Of course, interpretation lies at the heart of biblical observance and scholarship, and Crumb dealt with the notion in this work from square one: “Every other comic book version of the Bible that I’ve seen contains passages of completely made-up narrative and dialogue, in an attempt to streamline and ‘modernize’ the old scriptures,” he notes, “… while I have, to the best of my ability, faithfully reproduced every word of the original text.” Yet whether his work is interpretive in word or simply in visual nuance seems a moot point, since his visual characterization can offer more visceral impact than a streamlined script ever could — as, for example, an angry yet resolute Abraham binds his tearful son Isaac in preparation for the grisly human sacrifice demanded by his Lord. That God’s angel stays Abraham’s hand is a development made nearly moot by the power of that frame, leaving us to wonder at the hopelessness of men left to strive in the hands of such a ruthless deity.

For Crumb, the point of the exercise is the wondering. Working the publicity circuit for the release of Genesis, the artist is frequently asked to describe the nature of his own belief in God, or lack thereof. “I’m a Gnostic — someone who seeks knowledge of God,” he replies. “There’s some force that rules our destiny; this is obvious.
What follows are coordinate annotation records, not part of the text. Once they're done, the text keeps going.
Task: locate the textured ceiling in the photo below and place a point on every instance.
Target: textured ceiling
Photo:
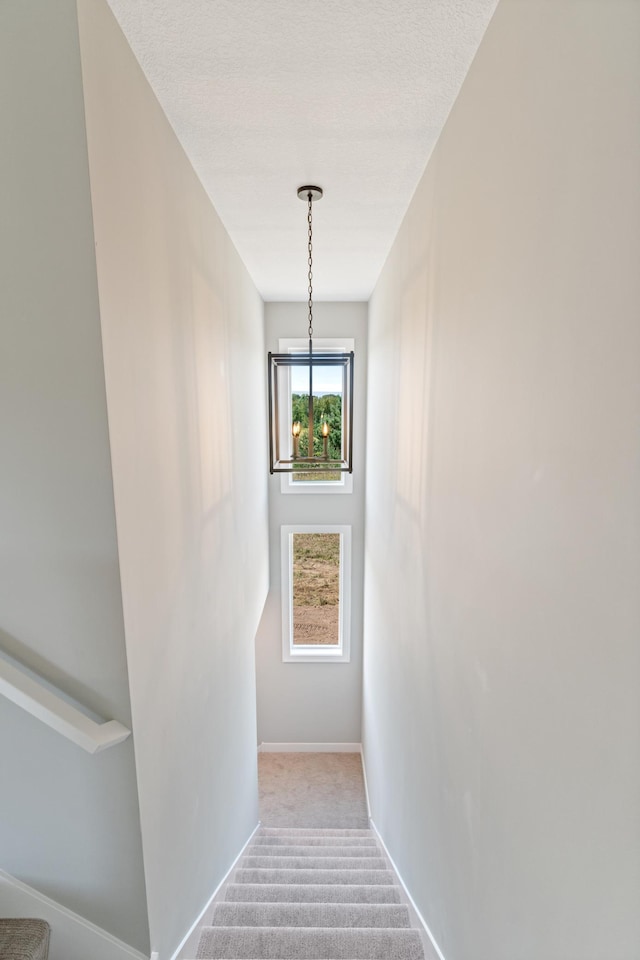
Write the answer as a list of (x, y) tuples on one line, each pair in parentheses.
[(266, 95)]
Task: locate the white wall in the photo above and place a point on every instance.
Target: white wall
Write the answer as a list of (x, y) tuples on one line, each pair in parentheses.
[(69, 821), (183, 340), (502, 611), (314, 702)]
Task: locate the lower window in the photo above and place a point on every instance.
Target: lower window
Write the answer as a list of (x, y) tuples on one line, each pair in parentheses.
[(316, 578)]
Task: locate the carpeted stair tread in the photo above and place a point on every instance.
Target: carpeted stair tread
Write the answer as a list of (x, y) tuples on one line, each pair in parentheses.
[(314, 863), (286, 841), (309, 943), (312, 875), (310, 915), (312, 893), (314, 832), (303, 851), (24, 939)]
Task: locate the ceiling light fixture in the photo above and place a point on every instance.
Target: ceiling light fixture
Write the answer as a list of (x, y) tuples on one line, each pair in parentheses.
[(310, 398)]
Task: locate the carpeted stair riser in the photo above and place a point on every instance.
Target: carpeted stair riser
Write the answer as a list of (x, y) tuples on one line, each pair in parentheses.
[(262, 875), (298, 850), (311, 893), (310, 943), (310, 915), (313, 832), (289, 840), (313, 863)]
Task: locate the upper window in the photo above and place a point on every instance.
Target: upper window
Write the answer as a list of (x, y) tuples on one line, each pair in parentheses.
[(327, 407)]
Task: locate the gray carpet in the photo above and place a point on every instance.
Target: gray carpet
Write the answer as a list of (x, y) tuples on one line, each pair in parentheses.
[(312, 790), (24, 939), (311, 894)]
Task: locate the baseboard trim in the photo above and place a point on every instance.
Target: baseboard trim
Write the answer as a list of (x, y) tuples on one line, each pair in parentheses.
[(309, 748), (72, 936), (364, 777), (197, 922), (419, 916)]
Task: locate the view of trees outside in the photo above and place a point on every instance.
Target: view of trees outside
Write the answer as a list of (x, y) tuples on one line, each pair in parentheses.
[(327, 408), (316, 588)]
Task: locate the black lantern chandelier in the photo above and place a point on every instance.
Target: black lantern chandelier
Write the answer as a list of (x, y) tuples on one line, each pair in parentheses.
[(310, 398)]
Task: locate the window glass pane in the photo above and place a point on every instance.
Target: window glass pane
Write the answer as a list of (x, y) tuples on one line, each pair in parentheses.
[(316, 588), (327, 419)]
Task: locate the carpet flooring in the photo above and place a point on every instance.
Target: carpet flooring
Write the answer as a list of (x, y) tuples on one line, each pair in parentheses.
[(313, 884), (312, 790), (311, 894)]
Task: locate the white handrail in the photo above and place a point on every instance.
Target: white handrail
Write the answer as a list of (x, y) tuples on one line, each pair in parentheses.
[(57, 713)]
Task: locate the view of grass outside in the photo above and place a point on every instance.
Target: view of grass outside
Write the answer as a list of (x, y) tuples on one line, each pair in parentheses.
[(327, 408), (316, 588)]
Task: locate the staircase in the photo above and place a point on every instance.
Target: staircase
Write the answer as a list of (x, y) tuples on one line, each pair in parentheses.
[(301, 894)]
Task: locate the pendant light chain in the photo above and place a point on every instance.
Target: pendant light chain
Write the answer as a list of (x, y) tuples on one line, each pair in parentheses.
[(310, 262)]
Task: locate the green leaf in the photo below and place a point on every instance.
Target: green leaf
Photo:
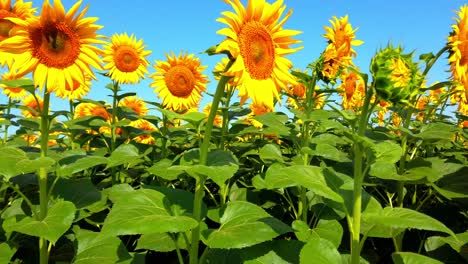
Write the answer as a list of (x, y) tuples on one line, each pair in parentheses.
[(6, 252), (81, 192), (124, 154), (412, 258), (9, 156), (59, 218), (74, 164), (310, 177), (244, 224), (459, 243), (271, 153), (143, 211), (319, 250), (160, 242), (98, 248), (405, 218)]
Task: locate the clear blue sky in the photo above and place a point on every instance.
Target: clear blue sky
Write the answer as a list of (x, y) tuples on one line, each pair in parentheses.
[(190, 25)]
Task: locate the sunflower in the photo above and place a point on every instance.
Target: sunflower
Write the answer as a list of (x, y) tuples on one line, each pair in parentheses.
[(134, 103), (13, 93), (218, 121), (339, 52), (145, 126), (179, 81), (33, 105), (125, 59), (76, 91), (257, 41), (57, 47), (19, 10)]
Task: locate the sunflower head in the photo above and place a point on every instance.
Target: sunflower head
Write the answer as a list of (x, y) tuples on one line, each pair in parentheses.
[(179, 81), (58, 47), (20, 10), (396, 76), (255, 38), (125, 59)]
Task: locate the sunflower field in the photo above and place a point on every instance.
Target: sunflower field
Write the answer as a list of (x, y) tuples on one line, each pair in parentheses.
[(355, 168)]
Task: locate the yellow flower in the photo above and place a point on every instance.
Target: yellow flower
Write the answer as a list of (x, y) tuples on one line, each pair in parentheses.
[(8, 28), (218, 121), (134, 103), (146, 126), (12, 92), (76, 91), (126, 59), (179, 81), (258, 42), (57, 46), (354, 90), (34, 106), (339, 52)]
But what it is — this is a mystery we cannot possibly understand.” Yet he dismisses the notion of Bible as a sort of owner’s manual for the human condition. “The idea that people for a couple thousand years have taken this so seriously seems completely insane and crazy,” he continues. “But the human race is crazy if nothing else.” He notes that, after so much time and translation, even dedicated scholars have to concede a measure of uncertainty in translations and context.

While many adhere to the belief that the Bible is the word of God, or inspired by God, here Crumb opines, “I do not believe the Bible is the word of God. I believe it is the words of men. It is nonetheless a powerful text with layers of meaning that reach deep into our collective consciousness, our historical consciousness.”

Perhaps therein lies the greatest power of Crumb’s Genesis: the willingness to slay the sacred cows of Biblical interpretation, historical accuracy or foundation: to lay bare the power of the allegory as it explores and illuminates the human condition that we all share, regardless of dogmatic proclivity, and that exists in us exactly as it was since the first dim days in prehistory when the first scribe first endeavored to describe the indescribable.   

Cal Lutheran University religion professor Sam Thomas will discuss R. Crumb’s The Book of Genesis Illustrated at Books and Brew, on Thursday, March 25, 4 p.m. in the CLU Roth Nelson Room, Mountclef Boulevard near Memorial Parkway in Thousand Oaks, 493-3685. Thomas conducts research and teaches courses on the Hebrew Bible and early Jewish texts and traditions. He is the author of The ‘Mysteries’ of Qumran: Mystery, Secrecy, and Esotericism in the Dead Sea Scrolls, published in 2009.